La Porte Sainte s’est refermée et avec elle l’année de la Miséricorde

C’était il y a presque un an. Mgr turini, à l’appel du souverain pontife François à consacrer une année sainte de la Miséricorde, ouvrait symboliquement la Porte Sainte de la cathédrale Saint Jean-Baptiste pour marquer le début de cette période jubilaire. Cette année sainte est arrivée à son terme dimanche 13 novembre dans le diocèse de Perpignan et la Porte Sainte a été refermée lors de la célébration des vêpres par le Père Évêque.

La cérémonie a débuté par une procession, pour passer une dernière fois le seuil de la porte sainte et pouvoir la refermer sur une année riche de fraternité de solidarité et de spiritualité.  Plus de trois cents fidèles ont prié avec les psaumes et accueilli la parole du Christ avec l’Évangile de Luc.

Dans son homélie, monseigneur Turini est revenu longuement sur le sens et l’essence même de la Miséricorde de Dieu. En insistant sur le fait que Dieu est Miséricorde et l’un et l’autre étant indissociable. Que C’est alors dans la prière et l’échange avec le Père que l’on trouve les ressources pour accueillir au mieux son prochain et l’aimer, malgré tout. « Il est possible de contempler la miséricorde de Dieu et d’en faire notre style de vie : en partant de Lui, de ce qu’Il nous dit par Sa Parole dans notre sanctuaire intérieur dont nous gardons trop souvent les portes fermées.Il nous faut bien comprendre ceci : Si nous rencontrons vraiment, réellement  le Christ dans les Ecritures, alors nous sommes sûrs et certains de rencontrer le prochain dans la miséricorde. Car l’Ecriture nous dit qui est Le Dieu de Jésus-Christ et il se nomme MISERICORDE.
Le Pape émérite Benoît XVI affirmait : « La miséricorde exprime la nature toute particulière de Dieu, sa sainteté, son pouvoir de la vérité et de l’amour »
St Jean-Paul II disait au soir de sa vie « La Miséricorde n’est pas seulement un attribut de Dieu ; c’est véritablement son nom » et il complétait un peu plus tard en affirmant : « La miséricorde est le fil rouge de mon pontificat ».

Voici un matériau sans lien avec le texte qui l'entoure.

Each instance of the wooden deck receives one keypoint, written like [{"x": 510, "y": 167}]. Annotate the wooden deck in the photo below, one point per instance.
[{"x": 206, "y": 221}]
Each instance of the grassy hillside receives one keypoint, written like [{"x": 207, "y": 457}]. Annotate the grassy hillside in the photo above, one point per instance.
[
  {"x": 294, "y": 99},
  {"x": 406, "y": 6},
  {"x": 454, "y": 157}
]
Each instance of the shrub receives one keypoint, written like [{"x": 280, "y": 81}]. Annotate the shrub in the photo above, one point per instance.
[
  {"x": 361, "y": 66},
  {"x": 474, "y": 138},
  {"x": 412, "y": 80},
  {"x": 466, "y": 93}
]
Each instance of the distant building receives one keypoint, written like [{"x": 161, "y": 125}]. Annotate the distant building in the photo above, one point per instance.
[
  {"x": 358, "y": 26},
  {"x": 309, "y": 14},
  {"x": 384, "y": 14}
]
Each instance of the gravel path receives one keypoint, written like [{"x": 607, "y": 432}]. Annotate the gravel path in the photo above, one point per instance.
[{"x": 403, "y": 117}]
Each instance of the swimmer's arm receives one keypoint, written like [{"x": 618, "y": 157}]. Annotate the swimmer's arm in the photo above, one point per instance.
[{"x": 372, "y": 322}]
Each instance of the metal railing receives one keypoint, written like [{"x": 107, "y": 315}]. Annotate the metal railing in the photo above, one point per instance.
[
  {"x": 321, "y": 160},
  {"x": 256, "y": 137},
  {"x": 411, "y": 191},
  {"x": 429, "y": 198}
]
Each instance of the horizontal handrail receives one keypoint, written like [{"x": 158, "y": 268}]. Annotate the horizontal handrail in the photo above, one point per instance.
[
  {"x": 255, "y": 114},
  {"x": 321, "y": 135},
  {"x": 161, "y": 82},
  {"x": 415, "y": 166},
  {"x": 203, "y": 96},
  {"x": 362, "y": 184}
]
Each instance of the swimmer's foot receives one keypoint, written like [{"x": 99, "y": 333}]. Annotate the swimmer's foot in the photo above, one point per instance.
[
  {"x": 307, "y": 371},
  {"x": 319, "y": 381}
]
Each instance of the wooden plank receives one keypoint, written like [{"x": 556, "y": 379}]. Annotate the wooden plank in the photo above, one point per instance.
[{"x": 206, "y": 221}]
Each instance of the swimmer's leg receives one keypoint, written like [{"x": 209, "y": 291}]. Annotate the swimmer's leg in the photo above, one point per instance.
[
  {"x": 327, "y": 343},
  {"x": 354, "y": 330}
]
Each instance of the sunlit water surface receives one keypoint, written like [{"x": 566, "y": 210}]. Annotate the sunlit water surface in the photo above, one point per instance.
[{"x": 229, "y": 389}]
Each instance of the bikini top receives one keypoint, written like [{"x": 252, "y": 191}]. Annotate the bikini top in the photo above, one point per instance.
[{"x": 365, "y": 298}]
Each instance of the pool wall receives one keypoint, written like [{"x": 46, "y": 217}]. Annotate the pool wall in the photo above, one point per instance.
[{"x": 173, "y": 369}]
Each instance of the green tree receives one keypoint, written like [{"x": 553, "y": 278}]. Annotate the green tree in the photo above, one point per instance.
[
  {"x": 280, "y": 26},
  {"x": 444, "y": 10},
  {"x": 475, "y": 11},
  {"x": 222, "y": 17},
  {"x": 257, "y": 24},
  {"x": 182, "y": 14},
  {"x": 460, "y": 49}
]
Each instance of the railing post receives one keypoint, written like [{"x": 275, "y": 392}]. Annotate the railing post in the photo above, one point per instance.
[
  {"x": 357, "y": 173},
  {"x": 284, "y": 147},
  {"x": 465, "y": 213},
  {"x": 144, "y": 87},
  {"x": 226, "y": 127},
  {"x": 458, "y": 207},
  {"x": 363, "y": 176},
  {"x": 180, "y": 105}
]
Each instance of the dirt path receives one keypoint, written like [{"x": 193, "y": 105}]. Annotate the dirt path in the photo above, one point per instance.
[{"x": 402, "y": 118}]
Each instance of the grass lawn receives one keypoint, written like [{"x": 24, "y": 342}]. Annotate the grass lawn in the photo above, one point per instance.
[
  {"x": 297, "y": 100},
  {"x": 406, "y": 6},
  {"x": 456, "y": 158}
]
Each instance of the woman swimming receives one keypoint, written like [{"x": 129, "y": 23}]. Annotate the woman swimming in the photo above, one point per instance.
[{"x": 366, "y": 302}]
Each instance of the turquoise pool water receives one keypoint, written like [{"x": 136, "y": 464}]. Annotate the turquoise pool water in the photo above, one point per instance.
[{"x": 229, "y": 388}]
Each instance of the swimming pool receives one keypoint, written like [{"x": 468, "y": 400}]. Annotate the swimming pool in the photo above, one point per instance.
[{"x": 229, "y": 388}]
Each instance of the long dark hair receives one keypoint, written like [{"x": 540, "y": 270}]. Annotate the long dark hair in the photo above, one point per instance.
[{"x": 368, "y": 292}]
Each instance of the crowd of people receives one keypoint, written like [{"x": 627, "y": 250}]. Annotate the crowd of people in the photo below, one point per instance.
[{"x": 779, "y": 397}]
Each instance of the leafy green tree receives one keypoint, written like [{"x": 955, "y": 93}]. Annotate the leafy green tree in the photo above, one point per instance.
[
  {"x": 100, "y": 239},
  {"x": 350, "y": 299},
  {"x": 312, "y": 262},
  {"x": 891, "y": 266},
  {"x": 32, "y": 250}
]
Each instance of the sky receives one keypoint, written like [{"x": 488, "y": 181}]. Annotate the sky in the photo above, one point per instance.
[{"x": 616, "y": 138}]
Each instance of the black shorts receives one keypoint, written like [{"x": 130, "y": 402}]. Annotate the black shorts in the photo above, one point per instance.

Rencontre du Christ et rencontre du prochain sont liés et la miséricorde se joue dans ces deux rencontres.
Si nous rencontrons le Christ dans les Ecritures, nous rencontrons le prochain dans la miséricorde. La rencontre du Christ et la rencontre de l’autre dans le plus pauvres, les plus petits sont les deux faces de l’unique miséricorde, comme pile et face forment une seule pièce de monnaie. » « Nous découvrons dans l’Ecriture que la miséricorde c’est le cœur de Dieu qui veut aller sauver ce qui est le plus bas, le plus misérable, le plus loin de lui. Et dans l’Evangile Jésus veut ajuster notre cœur à celui de Son Père : « Soyez miséricordieux, comme votre Père est miséricordieux. »

Pourquoi faire du bien à ceux qui nous haïssent, qui nous maudissent, qui nous calomnient ?

Pourquoi se laisser faire quand l’on vous agresse ? Tendre l’autre joue n’est pas évident ?

Pourquoi donner encore plus à celui qui, déjà, nous a tout pris ?

Pourquoi faire du bien à ceux qui nous font du mal ?

Bref, Pourquoi  aimer nos ennemis ?

Ce n’est pas en nous regardant nous-même que nous trouvons la réponse à ces interrogations du Seigneur, mais en le regardant Lui. »

La célébration s’est terminée en rendant grâce à Marie.

La fin de l’année Sainte sera officiellement célébrée le 20 novembre à Rome par le Pape François.